China's annual economic targets, usually announced in March, are closely watched by financial markets for hints of any changes in its fiscal and monetary policies, which shifted into growth-boosting mode last year as the economy started to slow.
The report said the proposed target was presented during the ministry's annual work conference in December and remains subject to approval by China's legislature.
Policymakers have pledged to step up support for the cooling economy this year, following a raft of measures in 2018 including fast tracking infrastructure projects and cuts in banks' reserve requirements and taxes.
Officials have pledged more aggressive tax reductions in 2019, fanning expectations among economists that the annual budget deficit ratio could be lifted to 3 percent.
But the deficit could be limited by an expected jump in special bond issuance by local governments to fund infrastructure investment. Some economists expect such bond issuance to hit 2 trillion yuan ($292.53 billion), up from 1.35 trillion yuan last year.
In 2018, the government cut the annual budget deficit target to 2.6 percent of GDP from 3 percent in 2017 - the first cut since 2012.
But officials said fiscal policy remained supportive given a 550 billion yuan jump in planned special bond issuance by local governments to fund key projects.
Data later this month is expected to show China's economic growth slowed to around 6.6 percent in 2018 from 6.9 percent the previous year.

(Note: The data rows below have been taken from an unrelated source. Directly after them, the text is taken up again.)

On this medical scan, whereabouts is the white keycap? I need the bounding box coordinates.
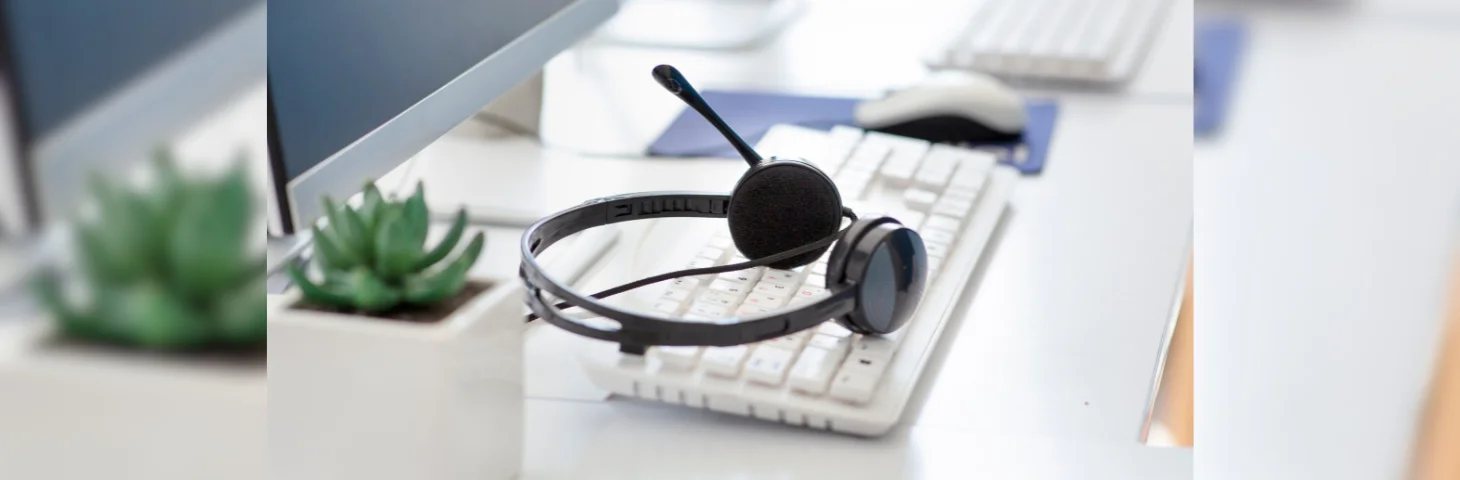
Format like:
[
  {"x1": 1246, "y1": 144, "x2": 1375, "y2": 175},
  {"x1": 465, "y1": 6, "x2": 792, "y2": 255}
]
[
  {"x1": 661, "y1": 287, "x2": 692, "y2": 303},
  {"x1": 903, "y1": 189, "x2": 939, "y2": 211},
  {"x1": 698, "y1": 290, "x2": 741, "y2": 307},
  {"x1": 686, "y1": 258, "x2": 715, "y2": 270},
  {"x1": 652, "y1": 301, "x2": 682, "y2": 316},
  {"x1": 654, "y1": 346, "x2": 702, "y2": 369},
  {"x1": 925, "y1": 241, "x2": 949, "y2": 260},
  {"x1": 760, "y1": 269, "x2": 801, "y2": 286},
  {"x1": 942, "y1": 185, "x2": 980, "y2": 202},
  {"x1": 852, "y1": 331, "x2": 904, "y2": 361},
  {"x1": 681, "y1": 314, "x2": 716, "y2": 323},
  {"x1": 817, "y1": 322, "x2": 853, "y2": 338},
  {"x1": 825, "y1": 126, "x2": 865, "y2": 163},
  {"x1": 707, "y1": 279, "x2": 752, "y2": 297},
  {"x1": 828, "y1": 369, "x2": 879, "y2": 404},
  {"x1": 835, "y1": 171, "x2": 874, "y2": 199},
  {"x1": 753, "y1": 280, "x2": 796, "y2": 294},
  {"x1": 688, "y1": 301, "x2": 730, "y2": 318},
  {"x1": 741, "y1": 292, "x2": 786, "y2": 310},
  {"x1": 931, "y1": 197, "x2": 974, "y2": 219},
  {"x1": 788, "y1": 347, "x2": 840, "y2": 394},
  {"x1": 920, "y1": 229, "x2": 956, "y2": 247},
  {"x1": 808, "y1": 333, "x2": 852, "y2": 354},
  {"x1": 708, "y1": 234, "x2": 733, "y2": 249},
  {"x1": 695, "y1": 246, "x2": 725, "y2": 262},
  {"x1": 887, "y1": 208, "x2": 926, "y2": 230},
  {"x1": 812, "y1": 262, "x2": 828, "y2": 275},
  {"x1": 791, "y1": 286, "x2": 827, "y2": 305},
  {"x1": 718, "y1": 268, "x2": 762, "y2": 285},
  {"x1": 743, "y1": 346, "x2": 795, "y2": 386},
  {"x1": 923, "y1": 215, "x2": 962, "y2": 233},
  {"x1": 735, "y1": 304, "x2": 772, "y2": 318},
  {"x1": 670, "y1": 277, "x2": 703, "y2": 290},
  {"x1": 805, "y1": 274, "x2": 826, "y2": 288},
  {"x1": 701, "y1": 346, "x2": 752, "y2": 377}
]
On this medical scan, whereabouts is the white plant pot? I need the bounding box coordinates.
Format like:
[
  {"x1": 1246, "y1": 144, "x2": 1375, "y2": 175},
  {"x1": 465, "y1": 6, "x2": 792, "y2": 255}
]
[
  {"x1": 268, "y1": 274, "x2": 526, "y2": 480},
  {"x1": 0, "y1": 322, "x2": 267, "y2": 480}
]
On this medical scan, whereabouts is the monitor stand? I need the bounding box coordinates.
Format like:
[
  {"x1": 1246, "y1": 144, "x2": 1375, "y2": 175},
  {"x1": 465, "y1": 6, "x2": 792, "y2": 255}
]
[{"x1": 595, "y1": 0, "x2": 805, "y2": 50}]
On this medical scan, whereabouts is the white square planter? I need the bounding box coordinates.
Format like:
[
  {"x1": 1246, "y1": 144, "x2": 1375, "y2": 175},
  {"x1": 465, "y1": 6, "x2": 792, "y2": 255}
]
[
  {"x1": 0, "y1": 321, "x2": 267, "y2": 480},
  {"x1": 269, "y1": 274, "x2": 526, "y2": 480}
]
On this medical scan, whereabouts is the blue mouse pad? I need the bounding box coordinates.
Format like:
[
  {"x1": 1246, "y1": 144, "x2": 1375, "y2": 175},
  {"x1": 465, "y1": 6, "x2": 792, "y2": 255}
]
[
  {"x1": 647, "y1": 90, "x2": 1060, "y2": 175},
  {"x1": 1196, "y1": 18, "x2": 1248, "y2": 137}
]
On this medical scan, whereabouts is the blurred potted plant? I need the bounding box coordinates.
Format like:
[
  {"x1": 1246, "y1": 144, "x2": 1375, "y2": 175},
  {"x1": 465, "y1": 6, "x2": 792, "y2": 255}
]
[
  {"x1": 269, "y1": 181, "x2": 525, "y2": 480},
  {"x1": 0, "y1": 149, "x2": 266, "y2": 480}
]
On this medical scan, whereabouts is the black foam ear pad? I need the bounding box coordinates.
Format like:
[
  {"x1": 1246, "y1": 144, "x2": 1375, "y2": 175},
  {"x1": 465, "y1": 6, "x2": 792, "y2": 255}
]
[
  {"x1": 826, "y1": 216, "x2": 901, "y2": 289},
  {"x1": 727, "y1": 159, "x2": 842, "y2": 269}
]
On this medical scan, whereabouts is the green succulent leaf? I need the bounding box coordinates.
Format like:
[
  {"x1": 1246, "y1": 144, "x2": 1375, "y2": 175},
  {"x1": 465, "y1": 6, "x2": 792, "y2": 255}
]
[
  {"x1": 403, "y1": 232, "x2": 484, "y2": 305},
  {"x1": 372, "y1": 209, "x2": 425, "y2": 282},
  {"x1": 214, "y1": 274, "x2": 266, "y2": 345},
  {"x1": 310, "y1": 225, "x2": 359, "y2": 270},
  {"x1": 402, "y1": 182, "x2": 429, "y2": 246},
  {"x1": 167, "y1": 177, "x2": 252, "y2": 301},
  {"x1": 413, "y1": 209, "x2": 468, "y2": 271},
  {"x1": 358, "y1": 182, "x2": 386, "y2": 232},
  {"x1": 323, "y1": 196, "x2": 370, "y2": 264},
  {"x1": 31, "y1": 273, "x2": 95, "y2": 333},
  {"x1": 87, "y1": 176, "x2": 160, "y2": 281},
  {"x1": 286, "y1": 263, "x2": 356, "y2": 307},
  {"x1": 106, "y1": 283, "x2": 209, "y2": 350},
  {"x1": 340, "y1": 268, "x2": 402, "y2": 313}
]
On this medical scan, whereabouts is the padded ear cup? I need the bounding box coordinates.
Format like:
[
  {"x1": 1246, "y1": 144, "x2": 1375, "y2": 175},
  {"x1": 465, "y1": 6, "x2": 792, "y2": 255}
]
[
  {"x1": 835, "y1": 220, "x2": 927, "y2": 335},
  {"x1": 826, "y1": 216, "x2": 902, "y2": 289},
  {"x1": 727, "y1": 158, "x2": 843, "y2": 269}
]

Analysts are forecasting a further loss of momentum in coming months before policy support measures begin to kick in.
China's yuan is still expected to breach the key 7-per-dollar mark within six months as a dimming economic growth outlook is likely to push the central bank toward easier monetary policy this year, a Reuters poll found.
Although the yuan fell about 6 percent last year, with most losses coming after June when the U.S.-China trade war escalated, it still did not crack the 7-per-dollar rate.
Meanwhile, Fitch could cut China's A+ credit rating or stable outlook if Beijing reverts to the kind of debt-fuelled stimulus programmes it has used in the past, the firm's top sovereign analyst said.
Fitch's head sovereign analyst James McCormack said his firm still expected Beijing to keep its pledge and stick to tackling high levels of corporate debt, but underscored the risks to the rating if authorities did reach for the stimulus levers.
"If the policy response to slowing growth was similar to what we saw around the time of the global financial crisis, then that would cause us to look again at the rating," McCormack told Reuters. "Because we think that would increase macroeconomic imbalances in China when debt levels in the corporate sector are already high."